Mencemaskan melihat waktu yang dihabiskan masyarakat untuk menonton televisi. Sejumlah penelitian terkait hubungan perilaku dan kebiasaan menonton sudah banyak dikemukakan. Berbagai ajakan untuk mengurangi waktu menonton televisi juga dilakukan oleh sejumlah gerakan sipil, juga aduan terkait berbagai tayangan yang tidak mendidik. Selebaran (leaflet) tentang dampak negatif dari menonton televisi juga sudah banyak beredar.

Namun semua usaha itu tentu tidak sebanding dengan derasnya upaya stasiun televisi mengiklankan acara-acara mereka. Perlu usaha lebih keras dan itu hanya bisa dilakukan oleh yang diamanahi mengelola negara, pengambil kebijakan untuk masyarakat, yaitu pemerintah.

Sedikitnya ada dua departemen di pemerintah yang bisa sangat berperan dalam mengambil kebijakan terkait pertelevisian.  Kementerian Komunikasi & Informatika serta Kementerian Pendidikan & Budaya.  Seharusnya,  kedua menteri mau menggunakan kewenangannya dalam upaya mencerdaskan masyarakat dan membangun budaya yang lebih baik. Namun kenyataannya menteri Rudiantara dan mas Menteri, Anies Baswedan lebih senang menunggu masyarakat menggunakan kewenangannya menggunakan remote untuk mematikan televisi.

Frekuensi  sebagai ranah publik yang merupakan sumber daya alam terbatas, seharusnya ditujukan untuk kemaslahatan masyarakat sebesar-besarnya.
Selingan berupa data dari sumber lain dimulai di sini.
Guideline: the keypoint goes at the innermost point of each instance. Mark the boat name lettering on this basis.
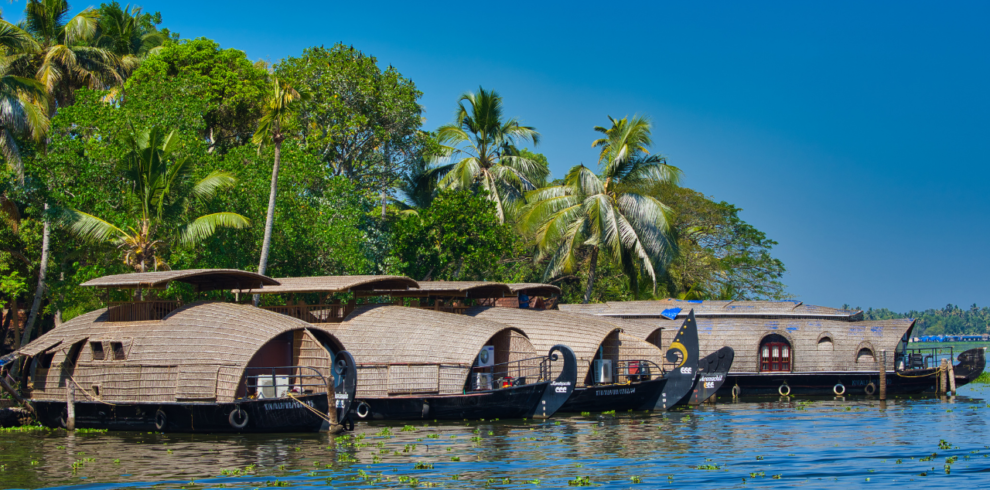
(616, 391)
(285, 405)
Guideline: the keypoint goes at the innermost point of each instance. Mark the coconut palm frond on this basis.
(204, 226)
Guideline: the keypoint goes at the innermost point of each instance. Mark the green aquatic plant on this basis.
(581, 481)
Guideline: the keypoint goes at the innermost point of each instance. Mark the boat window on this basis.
(118, 351)
(97, 348)
(865, 355)
(775, 354)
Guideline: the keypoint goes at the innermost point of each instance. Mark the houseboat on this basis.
(784, 348)
(422, 362)
(205, 366)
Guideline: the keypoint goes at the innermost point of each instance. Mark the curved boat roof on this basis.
(204, 342)
(582, 333)
(672, 308)
(397, 334)
(202, 279)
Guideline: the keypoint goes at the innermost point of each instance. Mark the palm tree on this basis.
(62, 57)
(486, 147)
(157, 177)
(277, 121)
(128, 34)
(22, 101)
(614, 212)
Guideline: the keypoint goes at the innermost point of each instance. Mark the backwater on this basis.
(752, 443)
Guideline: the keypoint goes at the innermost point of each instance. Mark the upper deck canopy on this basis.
(454, 289)
(672, 308)
(336, 284)
(534, 289)
(201, 279)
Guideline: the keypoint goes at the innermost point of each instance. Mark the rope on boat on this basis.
(311, 409)
(934, 373)
(85, 392)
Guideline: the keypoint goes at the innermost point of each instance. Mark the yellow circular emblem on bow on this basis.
(683, 350)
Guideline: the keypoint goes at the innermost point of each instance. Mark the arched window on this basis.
(825, 344)
(775, 354)
(866, 355)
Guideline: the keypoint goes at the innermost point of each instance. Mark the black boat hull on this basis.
(272, 415)
(910, 382)
(642, 395)
(506, 403)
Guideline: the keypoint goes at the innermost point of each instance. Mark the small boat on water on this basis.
(783, 348)
(419, 363)
(206, 366)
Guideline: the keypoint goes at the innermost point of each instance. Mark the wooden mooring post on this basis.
(883, 374)
(70, 406)
(943, 372)
(952, 378)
Namun hari ini secara kasat mata pemerintah membiarkan berbagai acara yang memberikan teladan buruk bagi anak-anak sebagai penontonnya. Sinetron dengan cerita yang tidak masuk akal ditayangkan berseri, film asing disulihsuarakan yang mematikan minat baca, juga acara debat kusir setiap hari.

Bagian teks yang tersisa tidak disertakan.